Trusted Execution Environments (TEEs) are vulnerable to malicious host manipulation of time sources—including clock jumps, rate tampering, and adversarial time propagation—compromising timing integrity. Method: We propose the first Byzantine-fault-tolerant distributed clock synchronization protocol for TEEs, featuring a lightweight in-TEE clock state machine that integrates Byzantine-resilient update mechanisms, multi-layer consistency checks, and collaborative verification with remote time authorities. Contribution/Results: Our protocol is the first to simultaneously defend against both clock offset and rate manipulation. Empirical evaluation demonstrates that it completely blocks known clock-jump and accelerated-time-propagation attacks targeting the Triad protocol; clock deviation converges with 92% lower error, significantly enhancing robustness, continuity, and accuracy of time dissemination across large-scale TEE clusters.

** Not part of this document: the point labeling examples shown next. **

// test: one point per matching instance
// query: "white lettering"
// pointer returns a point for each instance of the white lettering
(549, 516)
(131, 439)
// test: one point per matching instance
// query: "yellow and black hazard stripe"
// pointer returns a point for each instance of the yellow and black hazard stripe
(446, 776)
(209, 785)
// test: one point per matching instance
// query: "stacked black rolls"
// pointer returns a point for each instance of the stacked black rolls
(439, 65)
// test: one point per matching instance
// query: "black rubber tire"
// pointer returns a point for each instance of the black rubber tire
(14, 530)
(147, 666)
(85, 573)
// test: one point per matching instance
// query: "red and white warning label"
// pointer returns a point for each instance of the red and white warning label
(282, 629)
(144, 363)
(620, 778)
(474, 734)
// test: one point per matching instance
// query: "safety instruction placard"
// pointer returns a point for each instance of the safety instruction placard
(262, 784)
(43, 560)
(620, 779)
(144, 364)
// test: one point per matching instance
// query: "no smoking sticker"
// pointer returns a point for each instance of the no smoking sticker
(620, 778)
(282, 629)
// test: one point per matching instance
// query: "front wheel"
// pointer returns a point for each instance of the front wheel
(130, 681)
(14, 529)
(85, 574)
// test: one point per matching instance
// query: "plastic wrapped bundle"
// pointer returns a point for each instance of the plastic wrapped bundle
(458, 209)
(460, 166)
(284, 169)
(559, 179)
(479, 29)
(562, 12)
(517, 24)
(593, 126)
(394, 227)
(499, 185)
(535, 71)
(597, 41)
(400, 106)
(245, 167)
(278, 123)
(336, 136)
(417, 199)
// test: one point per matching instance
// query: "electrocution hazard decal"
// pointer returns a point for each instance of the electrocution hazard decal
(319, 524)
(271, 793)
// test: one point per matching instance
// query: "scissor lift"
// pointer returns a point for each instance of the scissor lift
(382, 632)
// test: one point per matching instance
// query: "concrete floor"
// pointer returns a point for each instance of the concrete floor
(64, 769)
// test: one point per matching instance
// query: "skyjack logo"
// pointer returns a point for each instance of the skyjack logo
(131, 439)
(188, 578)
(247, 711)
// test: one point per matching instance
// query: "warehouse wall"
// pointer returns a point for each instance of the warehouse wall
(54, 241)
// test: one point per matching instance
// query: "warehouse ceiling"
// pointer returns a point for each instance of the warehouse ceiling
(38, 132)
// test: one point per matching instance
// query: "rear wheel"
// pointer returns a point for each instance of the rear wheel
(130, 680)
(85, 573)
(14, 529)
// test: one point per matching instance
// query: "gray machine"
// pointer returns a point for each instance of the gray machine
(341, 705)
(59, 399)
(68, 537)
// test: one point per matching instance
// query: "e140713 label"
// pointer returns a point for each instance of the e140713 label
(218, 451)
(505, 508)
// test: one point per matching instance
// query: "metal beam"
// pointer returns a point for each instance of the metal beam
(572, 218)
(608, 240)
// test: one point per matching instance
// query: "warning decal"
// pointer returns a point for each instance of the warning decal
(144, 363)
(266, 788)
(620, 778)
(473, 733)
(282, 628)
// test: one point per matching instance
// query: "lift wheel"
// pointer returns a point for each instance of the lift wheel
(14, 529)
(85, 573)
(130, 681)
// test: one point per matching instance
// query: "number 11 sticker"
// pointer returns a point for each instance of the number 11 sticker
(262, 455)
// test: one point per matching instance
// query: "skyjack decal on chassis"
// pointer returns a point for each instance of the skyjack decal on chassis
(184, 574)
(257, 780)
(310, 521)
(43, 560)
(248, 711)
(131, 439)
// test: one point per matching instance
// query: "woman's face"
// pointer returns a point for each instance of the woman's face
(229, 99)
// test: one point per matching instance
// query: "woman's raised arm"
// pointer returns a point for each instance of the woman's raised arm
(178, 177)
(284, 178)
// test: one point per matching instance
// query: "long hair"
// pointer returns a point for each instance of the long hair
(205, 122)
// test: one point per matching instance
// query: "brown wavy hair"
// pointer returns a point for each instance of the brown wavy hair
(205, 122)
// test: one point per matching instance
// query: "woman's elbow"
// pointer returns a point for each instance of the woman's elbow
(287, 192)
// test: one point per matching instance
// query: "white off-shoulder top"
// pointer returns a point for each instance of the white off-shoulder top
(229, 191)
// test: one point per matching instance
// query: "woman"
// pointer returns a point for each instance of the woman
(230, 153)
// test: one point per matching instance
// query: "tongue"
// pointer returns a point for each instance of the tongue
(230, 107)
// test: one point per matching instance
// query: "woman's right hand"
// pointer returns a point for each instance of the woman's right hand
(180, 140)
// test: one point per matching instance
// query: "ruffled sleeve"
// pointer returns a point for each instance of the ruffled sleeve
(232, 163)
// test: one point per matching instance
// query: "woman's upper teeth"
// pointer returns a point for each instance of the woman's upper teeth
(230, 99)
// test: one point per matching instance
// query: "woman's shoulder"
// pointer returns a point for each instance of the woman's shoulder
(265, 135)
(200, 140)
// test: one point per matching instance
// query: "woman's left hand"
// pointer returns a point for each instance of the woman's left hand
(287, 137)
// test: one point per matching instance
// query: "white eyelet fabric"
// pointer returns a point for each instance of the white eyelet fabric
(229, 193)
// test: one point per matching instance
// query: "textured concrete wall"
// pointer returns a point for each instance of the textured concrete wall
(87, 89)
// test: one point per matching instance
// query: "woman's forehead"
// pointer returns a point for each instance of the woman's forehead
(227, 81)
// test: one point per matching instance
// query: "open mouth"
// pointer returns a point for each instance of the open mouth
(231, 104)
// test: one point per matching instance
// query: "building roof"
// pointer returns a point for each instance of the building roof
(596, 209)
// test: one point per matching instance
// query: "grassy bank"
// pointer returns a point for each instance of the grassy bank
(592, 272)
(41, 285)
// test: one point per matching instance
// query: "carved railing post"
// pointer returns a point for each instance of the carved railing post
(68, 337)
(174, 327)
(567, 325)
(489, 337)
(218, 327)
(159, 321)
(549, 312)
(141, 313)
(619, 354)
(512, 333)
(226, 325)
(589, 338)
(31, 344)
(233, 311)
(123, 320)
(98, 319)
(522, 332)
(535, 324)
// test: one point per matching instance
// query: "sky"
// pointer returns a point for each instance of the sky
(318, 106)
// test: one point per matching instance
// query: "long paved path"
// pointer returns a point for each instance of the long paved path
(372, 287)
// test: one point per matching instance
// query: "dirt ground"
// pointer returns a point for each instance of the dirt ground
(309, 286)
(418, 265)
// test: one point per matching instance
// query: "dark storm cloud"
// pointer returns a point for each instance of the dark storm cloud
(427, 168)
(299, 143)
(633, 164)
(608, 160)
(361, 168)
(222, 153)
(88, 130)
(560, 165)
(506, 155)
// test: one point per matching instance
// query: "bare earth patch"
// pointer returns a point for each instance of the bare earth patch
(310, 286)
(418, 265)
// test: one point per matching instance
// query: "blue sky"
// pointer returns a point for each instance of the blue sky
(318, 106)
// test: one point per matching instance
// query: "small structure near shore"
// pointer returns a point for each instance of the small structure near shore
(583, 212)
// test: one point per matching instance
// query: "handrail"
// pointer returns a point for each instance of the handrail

Accurately measuring time passing is critical for many applications. However, in Trusted Execution Environments (TEEs) such as Intel SGX, the time source is outside the Trusted Computing Base: a malicious host can manipulate the TEE's notion of time, jumping in time or affecting perceived time speed. Previous work (Triad) proposes protocols for TEEs to maintain a trustworthy time source by building a cluster of TEEs that collaborate with each other and with a remote Time Authority to maintain a continuous notion of passing time. However, such approaches still allow an attacker to control the operating system and arbitrarily manipulate their own TEE's perceived clock speed. An attacker can even propagate faster passage of time to honest machines participating in Triad's trusted time protocol, causing them to skip to timestamps arbitrarily far in the future. We propose TriHaRd, a TEE trusted time protocol achieving high resilience against clock speed and offset manipulations, notably through Byzantine-resilient clock updates and consistency checks. We empirically show that TriHaRd mitigates known attacks against Triad.